Le moteur ronfla, puis un crissement de pneus se fit entendre alors qu’elle quittait les lieux. J’entendis Ash soupirer de soulagement.

— C’était quoi, ça ?

Mon père grimaça, ne sachant sans doute pas comment répondre à ma question.

— Ça, dit-il, le regard encore fixé à l’horizon, c’était une journée comme les autres au club. Tu t’y feras.

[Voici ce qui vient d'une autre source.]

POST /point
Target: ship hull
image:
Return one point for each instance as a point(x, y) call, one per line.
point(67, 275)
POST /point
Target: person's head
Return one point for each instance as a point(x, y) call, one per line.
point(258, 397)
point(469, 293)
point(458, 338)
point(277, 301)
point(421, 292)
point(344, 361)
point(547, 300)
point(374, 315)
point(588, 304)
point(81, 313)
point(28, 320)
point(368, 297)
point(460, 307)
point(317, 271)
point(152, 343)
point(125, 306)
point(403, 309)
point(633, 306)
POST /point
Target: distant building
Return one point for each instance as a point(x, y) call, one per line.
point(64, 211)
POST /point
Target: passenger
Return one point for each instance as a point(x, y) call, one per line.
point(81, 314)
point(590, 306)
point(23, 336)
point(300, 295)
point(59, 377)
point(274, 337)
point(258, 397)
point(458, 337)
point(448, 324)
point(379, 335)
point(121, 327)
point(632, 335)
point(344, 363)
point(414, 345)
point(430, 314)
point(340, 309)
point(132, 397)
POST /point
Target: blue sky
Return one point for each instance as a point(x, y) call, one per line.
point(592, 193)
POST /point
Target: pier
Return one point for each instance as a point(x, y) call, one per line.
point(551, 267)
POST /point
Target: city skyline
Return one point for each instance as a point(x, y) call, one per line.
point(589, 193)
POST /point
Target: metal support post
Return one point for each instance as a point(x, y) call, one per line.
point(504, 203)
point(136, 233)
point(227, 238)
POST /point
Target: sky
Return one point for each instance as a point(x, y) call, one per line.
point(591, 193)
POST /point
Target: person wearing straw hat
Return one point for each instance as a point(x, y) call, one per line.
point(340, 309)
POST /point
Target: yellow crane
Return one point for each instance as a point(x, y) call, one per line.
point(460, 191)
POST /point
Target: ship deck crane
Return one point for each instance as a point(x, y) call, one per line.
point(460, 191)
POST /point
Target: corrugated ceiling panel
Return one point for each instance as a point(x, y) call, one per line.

Il semblait être sûr de lui. Assez sûr pour deux. Tant mieux, car soudain, je doutais de ma motivation. Ses deux amis vinrent finalement jusqu’à nous.

— Fallait s’y attendre, glissa Billy.

— Mouais, grogna Jerry.

Il me détailla un instant.

— J’imagine que tu te poses pas mal de questions. On en reparle à ton retour.

Ou comment expédier un sujet délicat. Je n’en démordrais pas, il ne s’en tirerait pas si facilement. S’il voulait que je partage sa vie, il devrait se montrer honnête envers moi. Il ne s’agissait pas d’une clause négociable.

— OK.

La seconde suivante, il avait déjà tourné les talons pour aller s’enfermer dans le petit bureau du garage. Je le vis donner un coup dans la paperasse qui s’y trouvait en grognant. Pour quelqu’un qui n’avait rien à se reprocher, la visite du Shérif l’avait bien perturbé, tout de même. Je me demandai dans quel foutoir j’avais accepté de mettre les pieds en décidant de rejoindre ce père que j’avais toujours voulu connaître. Le timbre éraillé de Ash me fit sortir de mes réflexions.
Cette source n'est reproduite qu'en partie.